Questa chiara presa di posizione del Supremo consesso si coniuga con l’affermazione, altrettanto nitida, del pieno diritto del singolo magistrato all’effettività della tutela giurisdizionale, ai fini dell’accertamento della legittimità dell’azione consiliare, al di là del risultato concreto dell’ottenimento effettivo dell’incarico.

La materia del contendere, in questo tipo di controversia, cessa dunque solo quando sia raggiunta certezza giuridica sul corretto vincitore della gara, pur se questo potrà giovarsi alla fine solo di una tutela risarcitoria per perdita di chance. Si è già detto sopra, dei possibili corollari negativi che tuttavia possono derivare da un tal tipo di impostazione rispetto al buon andamento dell’amministrazione (consiliare e della giustizia).

In questo momento storico, ad ogni buon conto, avere ristabilito un giusto dosaggio della miscela tra autonomia e controllo vale anche a rinsaldare il buon convincimento che il giudice amministrativo, per il CSM, per i singoli magistrati e per l’ordine giudiziario, è, o meglio può essere,  una garanzia e non certo una minaccia.

Il Consiglio Superiore della magistratura, dal suo canto, con il recente varo del nuovo T.U. sulla dirigenza giudiziaria ha inteso definire in maniera più nitida i criteri di valutazione, le esperienze da valorizzare, i percorsi professionali, così da rendere anche più prevedibile e certa, e soprattutto verificabile, la valutazione comparativa tra gli aspiranti.
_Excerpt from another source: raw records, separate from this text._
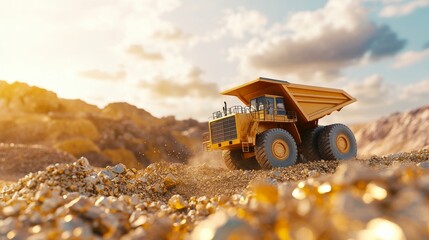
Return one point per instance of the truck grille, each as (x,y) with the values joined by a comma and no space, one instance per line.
(223,130)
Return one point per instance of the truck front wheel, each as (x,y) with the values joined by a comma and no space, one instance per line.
(337,142)
(275,148)
(234,160)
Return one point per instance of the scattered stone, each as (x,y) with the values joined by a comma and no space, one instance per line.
(358,200)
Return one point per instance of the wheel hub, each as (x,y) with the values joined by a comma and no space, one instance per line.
(280,149)
(343,143)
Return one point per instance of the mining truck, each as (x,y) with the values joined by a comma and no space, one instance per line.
(278,126)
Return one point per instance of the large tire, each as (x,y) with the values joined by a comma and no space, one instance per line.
(337,142)
(275,148)
(234,160)
(309,145)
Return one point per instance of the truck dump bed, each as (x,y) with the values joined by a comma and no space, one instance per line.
(309,102)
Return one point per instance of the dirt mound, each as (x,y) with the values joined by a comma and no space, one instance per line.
(18,160)
(360,200)
(119,132)
(399,132)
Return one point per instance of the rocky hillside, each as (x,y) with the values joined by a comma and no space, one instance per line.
(119,132)
(399,132)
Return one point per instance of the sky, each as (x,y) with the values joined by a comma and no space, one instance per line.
(173,57)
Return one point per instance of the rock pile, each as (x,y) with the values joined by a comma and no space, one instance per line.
(77,201)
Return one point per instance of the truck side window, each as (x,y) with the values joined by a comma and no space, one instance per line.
(260,101)
(280,106)
(253,106)
(270,105)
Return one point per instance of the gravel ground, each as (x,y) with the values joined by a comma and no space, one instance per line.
(354,199)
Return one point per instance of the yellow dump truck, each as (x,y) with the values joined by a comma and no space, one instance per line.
(279,126)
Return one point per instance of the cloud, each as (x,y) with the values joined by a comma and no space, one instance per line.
(139,52)
(410,57)
(416,92)
(173,88)
(320,42)
(394,10)
(103,75)
(170,34)
(240,22)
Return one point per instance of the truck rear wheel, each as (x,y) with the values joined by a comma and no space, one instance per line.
(275,148)
(234,160)
(337,142)
(309,145)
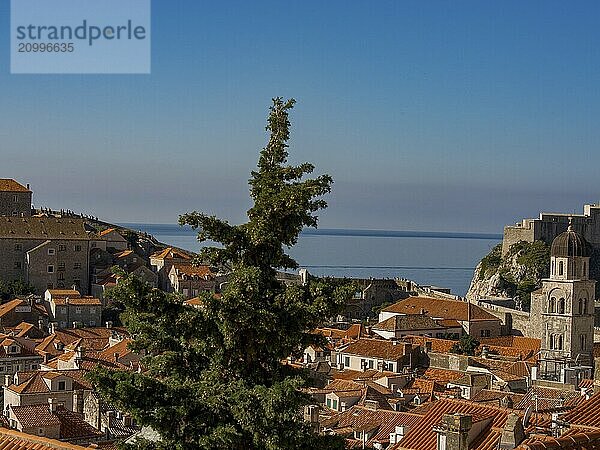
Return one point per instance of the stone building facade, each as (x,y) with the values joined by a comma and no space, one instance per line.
(15,199)
(69,307)
(562,310)
(549,225)
(47,252)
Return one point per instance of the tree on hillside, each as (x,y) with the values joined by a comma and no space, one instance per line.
(214,377)
(10,289)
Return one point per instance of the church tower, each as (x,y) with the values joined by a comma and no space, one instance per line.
(562,311)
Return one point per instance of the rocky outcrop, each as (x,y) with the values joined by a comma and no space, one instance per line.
(514,275)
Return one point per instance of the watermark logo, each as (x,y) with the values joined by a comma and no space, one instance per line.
(80,36)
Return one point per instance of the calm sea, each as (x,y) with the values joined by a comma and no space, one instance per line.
(441,259)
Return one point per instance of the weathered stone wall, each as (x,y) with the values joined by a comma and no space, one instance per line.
(15,204)
(512,319)
(548,226)
(69,261)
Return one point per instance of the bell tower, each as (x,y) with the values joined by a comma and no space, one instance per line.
(562,311)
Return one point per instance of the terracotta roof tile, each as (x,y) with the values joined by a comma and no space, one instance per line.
(359,418)
(546,399)
(71,293)
(423,437)
(194,271)
(586,413)
(442,375)
(15,440)
(82,301)
(437,345)
(376,348)
(408,322)
(579,439)
(170,253)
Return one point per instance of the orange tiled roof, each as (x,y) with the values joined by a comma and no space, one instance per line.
(33,382)
(10,185)
(77,301)
(359,375)
(376,348)
(15,440)
(437,345)
(549,399)
(518,342)
(423,437)
(11,305)
(442,375)
(414,322)
(441,309)
(122,348)
(586,413)
(35,416)
(71,293)
(191,271)
(489,395)
(579,439)
(359,418)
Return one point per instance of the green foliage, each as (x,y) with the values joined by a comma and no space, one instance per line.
(214,376)
(10,289)
(466,345)
(533,261)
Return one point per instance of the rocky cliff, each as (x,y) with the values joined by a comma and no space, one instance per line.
(514,275)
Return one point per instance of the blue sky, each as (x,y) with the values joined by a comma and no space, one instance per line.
(439,115)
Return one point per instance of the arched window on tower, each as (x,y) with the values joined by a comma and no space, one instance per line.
(560,341)
(582,342)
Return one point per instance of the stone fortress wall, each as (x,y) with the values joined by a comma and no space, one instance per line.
(549,225)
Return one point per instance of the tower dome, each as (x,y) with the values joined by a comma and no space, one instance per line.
(569,244)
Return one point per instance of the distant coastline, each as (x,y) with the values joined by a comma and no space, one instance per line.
(174,229)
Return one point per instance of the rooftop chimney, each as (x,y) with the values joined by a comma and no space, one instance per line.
(453,433)
(513,433)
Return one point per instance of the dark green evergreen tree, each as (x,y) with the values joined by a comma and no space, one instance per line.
(214,377)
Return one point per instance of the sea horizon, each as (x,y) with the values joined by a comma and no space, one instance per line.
(446,259)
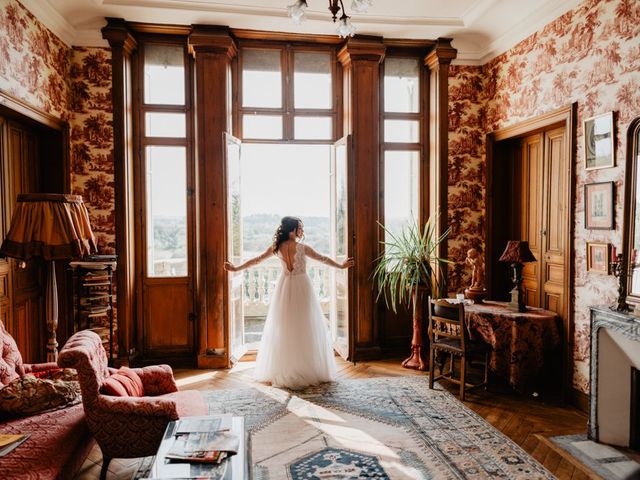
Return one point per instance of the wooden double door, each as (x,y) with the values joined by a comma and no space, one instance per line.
(529,200)
(542,212)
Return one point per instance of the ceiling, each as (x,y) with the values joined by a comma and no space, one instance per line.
(481,29)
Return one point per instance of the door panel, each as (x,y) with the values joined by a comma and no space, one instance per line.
(554,230)
(531,213)
(167,280)
(341,247)
(234,249)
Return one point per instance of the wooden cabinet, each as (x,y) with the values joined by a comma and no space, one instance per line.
(93,298)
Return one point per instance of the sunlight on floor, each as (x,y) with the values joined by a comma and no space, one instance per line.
(195,378)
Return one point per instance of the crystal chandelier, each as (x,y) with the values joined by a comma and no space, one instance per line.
(345,27)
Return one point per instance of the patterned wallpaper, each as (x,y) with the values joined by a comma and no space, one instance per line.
(34,63)
(73,84)
(590,55)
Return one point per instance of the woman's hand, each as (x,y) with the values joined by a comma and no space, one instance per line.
(349,262)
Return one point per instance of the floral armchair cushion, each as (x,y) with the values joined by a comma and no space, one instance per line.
(29,394)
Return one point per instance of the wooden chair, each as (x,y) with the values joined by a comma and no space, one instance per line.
(448,333)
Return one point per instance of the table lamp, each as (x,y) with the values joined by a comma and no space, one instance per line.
(517,252)
(53,227)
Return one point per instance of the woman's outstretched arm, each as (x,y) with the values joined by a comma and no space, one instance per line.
(310,252)
(249,263)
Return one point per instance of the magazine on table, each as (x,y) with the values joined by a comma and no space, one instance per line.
(205,447)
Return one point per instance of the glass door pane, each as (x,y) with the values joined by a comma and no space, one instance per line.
(340,248)
(234,249)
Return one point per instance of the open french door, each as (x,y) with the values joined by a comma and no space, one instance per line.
(341,247)
(234,249)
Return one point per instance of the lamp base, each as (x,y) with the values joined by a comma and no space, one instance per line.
(516,304)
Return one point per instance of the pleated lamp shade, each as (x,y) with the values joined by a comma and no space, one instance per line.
(54,227)
(51,226)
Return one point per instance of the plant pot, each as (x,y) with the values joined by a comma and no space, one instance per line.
(416,360)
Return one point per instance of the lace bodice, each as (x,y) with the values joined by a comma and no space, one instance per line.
(299,262)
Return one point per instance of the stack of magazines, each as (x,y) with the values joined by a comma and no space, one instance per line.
(201,440)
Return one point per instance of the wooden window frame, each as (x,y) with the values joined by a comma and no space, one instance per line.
(287,111)
(419,146)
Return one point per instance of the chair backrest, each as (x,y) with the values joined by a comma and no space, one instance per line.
(11,365)
(84,352)
(447,321)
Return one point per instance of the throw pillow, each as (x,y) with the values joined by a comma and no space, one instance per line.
(28,395)
(123,383)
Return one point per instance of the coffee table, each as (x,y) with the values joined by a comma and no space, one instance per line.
(237,467)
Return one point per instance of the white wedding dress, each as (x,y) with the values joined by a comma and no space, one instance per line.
(295,350)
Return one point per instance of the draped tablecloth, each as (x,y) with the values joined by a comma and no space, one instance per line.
(519,339)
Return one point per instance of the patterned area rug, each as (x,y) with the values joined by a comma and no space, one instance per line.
(606,461)
(384,428)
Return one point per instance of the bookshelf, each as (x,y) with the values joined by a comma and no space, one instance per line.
(93,297)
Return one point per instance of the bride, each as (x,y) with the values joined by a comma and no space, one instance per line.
(295,350)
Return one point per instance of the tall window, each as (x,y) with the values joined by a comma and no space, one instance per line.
(288,94)
(402,142)
(164,138)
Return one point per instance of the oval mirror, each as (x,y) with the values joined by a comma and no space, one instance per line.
(631,232)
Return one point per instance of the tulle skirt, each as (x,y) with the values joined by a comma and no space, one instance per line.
(296,349)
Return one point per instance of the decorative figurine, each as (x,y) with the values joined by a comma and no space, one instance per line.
(618,268)
(476,291)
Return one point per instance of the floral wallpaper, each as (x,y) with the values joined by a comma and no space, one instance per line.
(466,170)
(590,55)
(73,84)
(34,63)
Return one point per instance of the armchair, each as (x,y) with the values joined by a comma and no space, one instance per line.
(11,365)
(126,427)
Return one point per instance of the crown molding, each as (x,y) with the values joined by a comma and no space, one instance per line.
(548,12)
(49,16)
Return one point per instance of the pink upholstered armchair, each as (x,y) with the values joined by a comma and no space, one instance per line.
(126,427)
(11,366)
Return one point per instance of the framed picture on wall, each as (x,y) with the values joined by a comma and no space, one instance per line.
(598,206)
(598,257)
(598,142)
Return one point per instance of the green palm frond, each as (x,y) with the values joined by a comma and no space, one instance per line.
(409,260)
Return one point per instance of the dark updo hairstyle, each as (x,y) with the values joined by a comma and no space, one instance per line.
(287,225)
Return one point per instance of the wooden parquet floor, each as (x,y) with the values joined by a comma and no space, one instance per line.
(526,420)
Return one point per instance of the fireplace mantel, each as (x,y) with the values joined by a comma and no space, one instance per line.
(619,325)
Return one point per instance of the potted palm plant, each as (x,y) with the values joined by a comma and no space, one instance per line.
(407,270)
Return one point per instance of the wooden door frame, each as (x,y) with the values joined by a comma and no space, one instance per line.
(561,117)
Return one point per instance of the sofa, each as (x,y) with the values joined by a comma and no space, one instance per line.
(59,440)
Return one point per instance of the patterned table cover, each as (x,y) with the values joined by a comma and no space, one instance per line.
(518,339)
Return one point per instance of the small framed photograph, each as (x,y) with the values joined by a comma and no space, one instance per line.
(598,138)
(598,257)
(598,206)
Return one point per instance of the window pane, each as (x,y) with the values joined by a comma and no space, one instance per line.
(401,174)
(165,125)
(164,74)
(401,85)
(262,126)
(166,195)
(313,128)
(406,131)
(312,80)
(261,78)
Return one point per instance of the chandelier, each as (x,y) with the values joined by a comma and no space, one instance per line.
(345,27)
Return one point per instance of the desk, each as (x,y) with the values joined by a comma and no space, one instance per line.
(518,339)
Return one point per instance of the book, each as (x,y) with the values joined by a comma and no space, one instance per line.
(9,442)
(204,447)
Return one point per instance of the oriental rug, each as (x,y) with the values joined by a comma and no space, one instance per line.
(383,428)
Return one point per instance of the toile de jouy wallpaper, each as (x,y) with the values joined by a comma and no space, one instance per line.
(73,84)
(590,55)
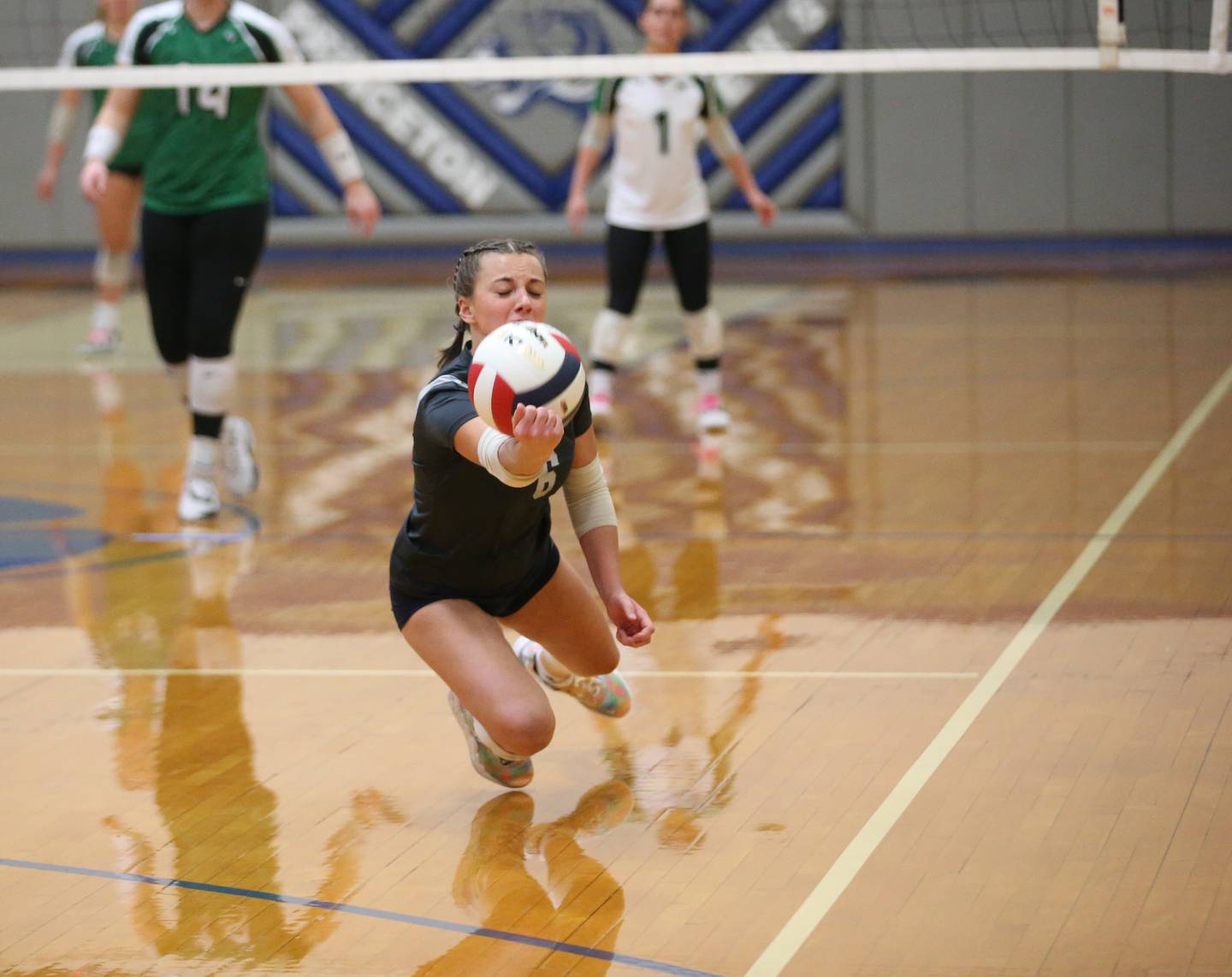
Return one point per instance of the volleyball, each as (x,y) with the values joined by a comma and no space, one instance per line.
(525,363)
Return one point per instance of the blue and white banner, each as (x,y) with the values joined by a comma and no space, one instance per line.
(509,147)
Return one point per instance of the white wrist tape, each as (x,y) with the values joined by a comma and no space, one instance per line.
(61,122)
(101,143)
(489,457)
(341,157)
(590,503)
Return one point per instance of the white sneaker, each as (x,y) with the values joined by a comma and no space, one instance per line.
(711,416)
(240,465)
(100,341)
(198,499)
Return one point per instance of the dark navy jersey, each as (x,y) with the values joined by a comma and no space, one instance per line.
(468,534)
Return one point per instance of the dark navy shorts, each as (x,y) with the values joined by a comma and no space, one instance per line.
(406,601)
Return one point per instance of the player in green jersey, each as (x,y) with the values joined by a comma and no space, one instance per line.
(206,210)
(94,46)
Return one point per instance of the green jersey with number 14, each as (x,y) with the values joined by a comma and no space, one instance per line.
(210,153)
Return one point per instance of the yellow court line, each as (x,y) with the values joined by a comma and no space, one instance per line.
(834,882)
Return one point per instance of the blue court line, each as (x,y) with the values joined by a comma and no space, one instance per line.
(341,907)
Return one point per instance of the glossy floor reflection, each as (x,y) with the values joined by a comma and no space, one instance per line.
(221,758)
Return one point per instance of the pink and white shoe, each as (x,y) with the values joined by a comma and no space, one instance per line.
(100,341)
(711,416)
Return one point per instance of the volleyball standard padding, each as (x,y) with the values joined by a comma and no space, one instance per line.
(530,364)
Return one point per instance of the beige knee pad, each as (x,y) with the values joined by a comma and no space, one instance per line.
(210,385)
(607,336)
(112,268)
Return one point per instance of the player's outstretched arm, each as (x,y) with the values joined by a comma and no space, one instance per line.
(590,148)
(105,137)
(58,128)
(765,209)
(363,207)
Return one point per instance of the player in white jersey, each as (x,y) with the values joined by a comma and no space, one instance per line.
(94,46)
(657,187)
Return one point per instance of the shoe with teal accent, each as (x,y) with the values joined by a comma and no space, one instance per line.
(508,772)
(607,695)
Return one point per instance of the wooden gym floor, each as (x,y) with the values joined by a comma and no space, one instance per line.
(940,686)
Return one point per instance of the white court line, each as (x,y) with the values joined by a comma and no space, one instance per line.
(834,882)
(419,673)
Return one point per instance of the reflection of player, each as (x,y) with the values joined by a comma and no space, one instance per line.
(492,878)
(689,772)
(216,809)
(131,609)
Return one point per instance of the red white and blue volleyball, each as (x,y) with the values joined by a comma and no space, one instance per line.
(530,364)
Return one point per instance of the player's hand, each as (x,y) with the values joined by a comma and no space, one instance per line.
(363,207)
(537,431)
(576,210)
(765,209)
(94,180)
(633,625)
(46,184)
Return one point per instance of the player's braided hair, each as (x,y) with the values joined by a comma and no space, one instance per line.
(462,280)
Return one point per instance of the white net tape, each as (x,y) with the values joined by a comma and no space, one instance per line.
(607,66)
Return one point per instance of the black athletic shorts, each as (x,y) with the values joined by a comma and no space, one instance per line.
(406,601)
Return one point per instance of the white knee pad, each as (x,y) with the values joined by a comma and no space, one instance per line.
(112,268)
(178,376)
(607,338)
(705,329)
(210,385)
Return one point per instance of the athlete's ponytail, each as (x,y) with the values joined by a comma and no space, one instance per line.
(462,281)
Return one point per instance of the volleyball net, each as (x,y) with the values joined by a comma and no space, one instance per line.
(472,108)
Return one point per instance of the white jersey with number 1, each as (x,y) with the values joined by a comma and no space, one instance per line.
(655,179)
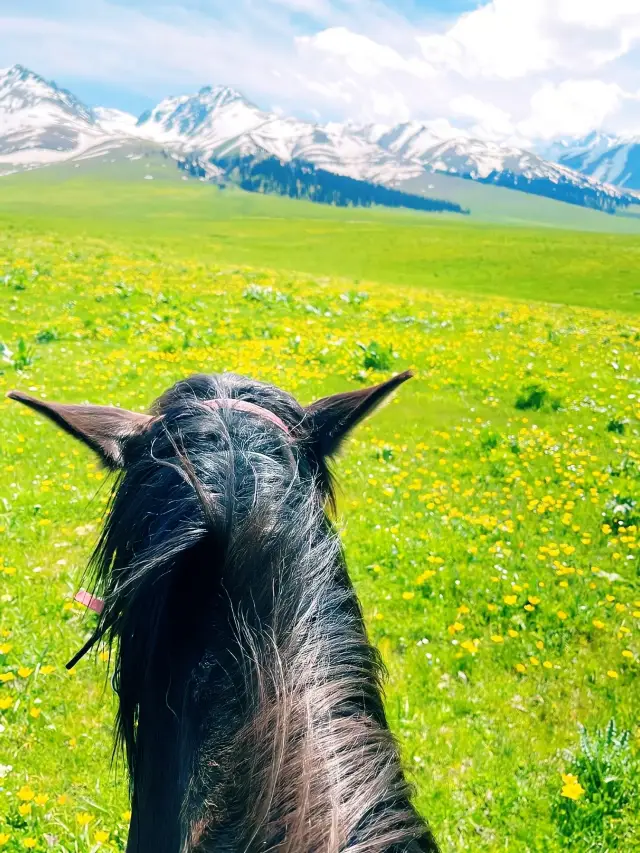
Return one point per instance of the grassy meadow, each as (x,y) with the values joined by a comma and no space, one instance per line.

Dipenderà ora dalla giurisprudenza amministrativa dimostrare se il sistema, grazie anche all’intervento nomofilattico delle Sezioni unite, è in grado di funzionare fisiologicamente da solo, sulla base del diritto vivente. Il prossimo futuro ci dirà, insomma, se i poteri, i plessi giurisdizionali, il pubblico ed il privato  riusciranno da soli ad armonizzarsi, a collaborare lealmente, trovando dal proprio interno un giusto bilanciamento, che valga ad inverare, col suo tipico dinamismo storico, il sapiente disegno costituzionale.